A fast-growing population and a coastline with many cities has created a "perfect storm" for trash finding its way into the surrounding seas, according to green groups, with garbage collection and recycling failing to keep pace with development.
"Youths can drive bigger and faster changes," said Swietenia Puspa Lestari, 24, an environmental engineer who co-founded the Indonesian youth-led non-government organization Divers Clean Action (DCA) in 2015.
"They have no hidden agenda and only care about the future," she told the Thomson Reuters Foundation by phone from Jakarta having been inspired by teenage activist Greta Thunberg's angry speech at the UN last month.
Lestari, a keen scuba diver, helped to set up DCA when she was a student at Bandung Institute of Technology and the group now has about 1,500 volunteers in Indonesia and across Southeast Asia, working with communities and organizing youth workshops.

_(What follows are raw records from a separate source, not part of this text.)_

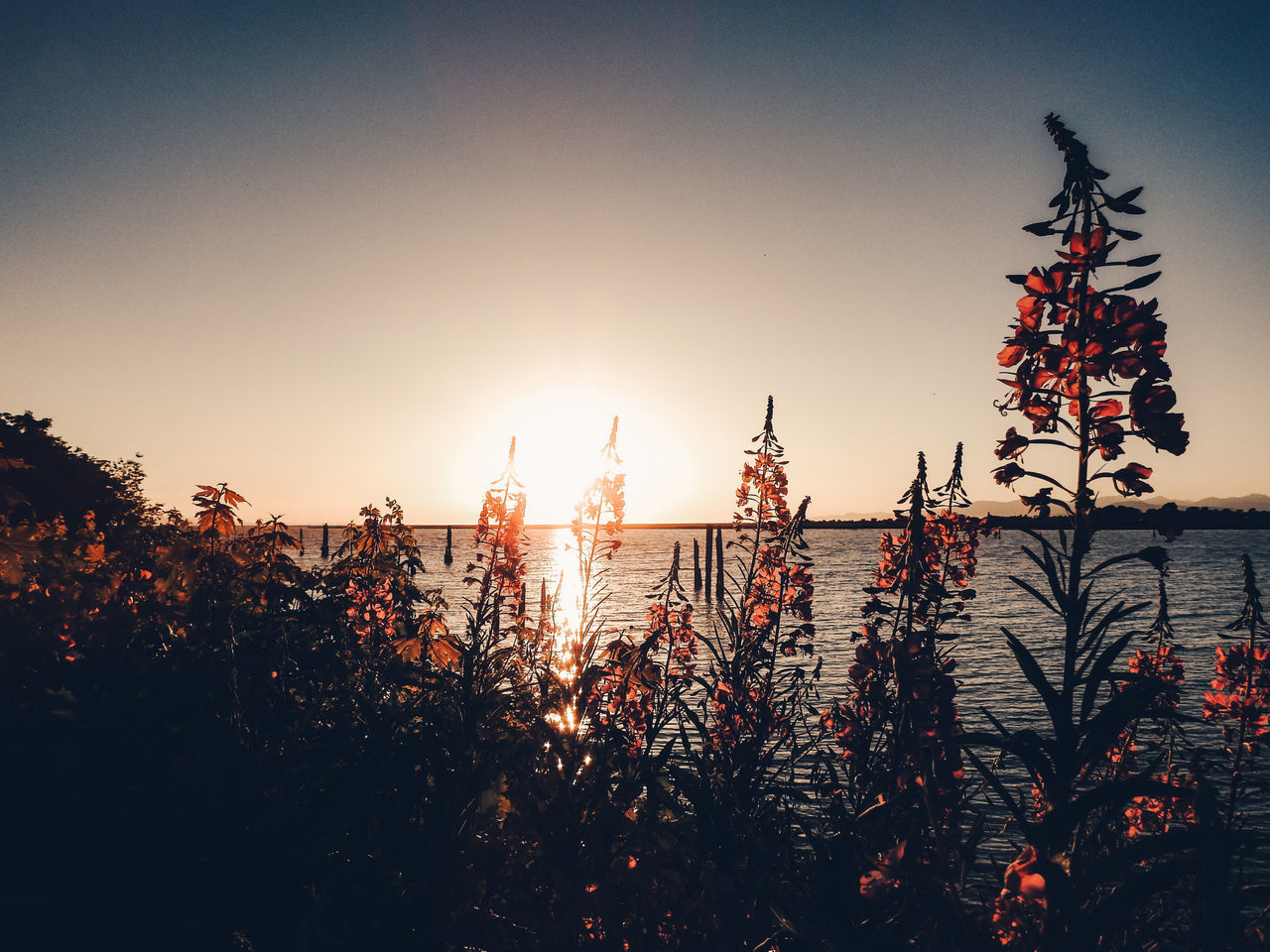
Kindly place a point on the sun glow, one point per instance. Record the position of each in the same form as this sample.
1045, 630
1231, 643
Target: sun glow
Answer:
561, 434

DCA also initiated the #NoStrawMovement online campaign in 2017 to ban single-use plastics, which was taken up by hundreds of restaurants, and the group teamed up with fashion giant H&M to collect marine debris for recycling and use in some clothes.

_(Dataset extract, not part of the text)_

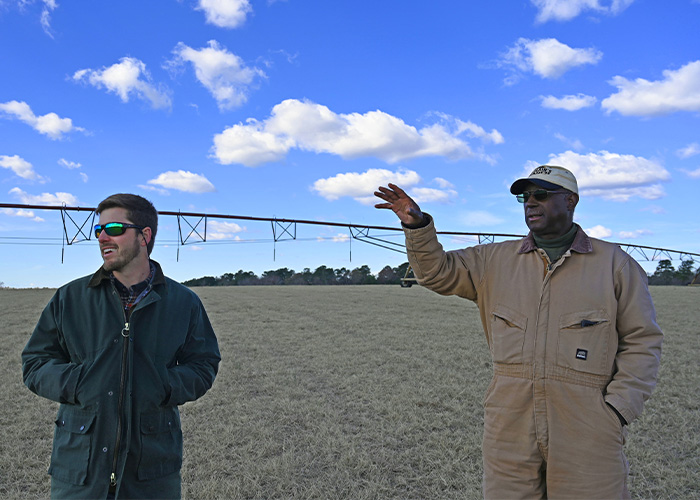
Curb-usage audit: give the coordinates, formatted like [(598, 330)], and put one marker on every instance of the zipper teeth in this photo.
[(120, 405)]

Lestari is increasingly being recognized for her work, listed as one of the BBC's 100 inspiring and influential women for 2019 and taking part in Norway this week in a youth leadership summit run by non-profit Sustainable Ocean Alliance.
But to make progress Lestari said it was critical that local and not just national leaders get more involved to tackle the growing problem of waste — and often it was young people who had the solutions.
The rubbish problem on the resort island of Bali was so bad two years ago that officials declared a "garbage emergency", while Jakarta pledged up to US$1 billion (1.53 trillion kyats) a year to reduce marine plastic debris by 70 percent by 2025.
This national action plan encouraged local governments to find solutions for their areas and regions, and this opportunity should be seized on, Lestari said.
"For the national government, they need to invest in more recycling facilities on islands other than Java because many of our volunteers collect waste but … it is too costly to transport their waste to Java," she added.
The DCA started out by working with communities and businesses on a chain of islands in Kepulauan Seribu, known as Thousand Islands, by the coast of the capital Jakarta.
But the group now works with and educates communities in most provinces across the archipelago about good waste management, conducts clean-ups, and works with businesses and authorities to tackle marine waste and promote recycling.
As well as teaming up with universities on research projects, DCA volunteers give talks at schools, arrange recycling collections, and promote reusable cutlery and food containers.
"Indonesia's youth movement is already there but it needs more room to collaborate with local governments … sometimes they are seen as not knowing anything and just told to go back to their schools," said Lestari.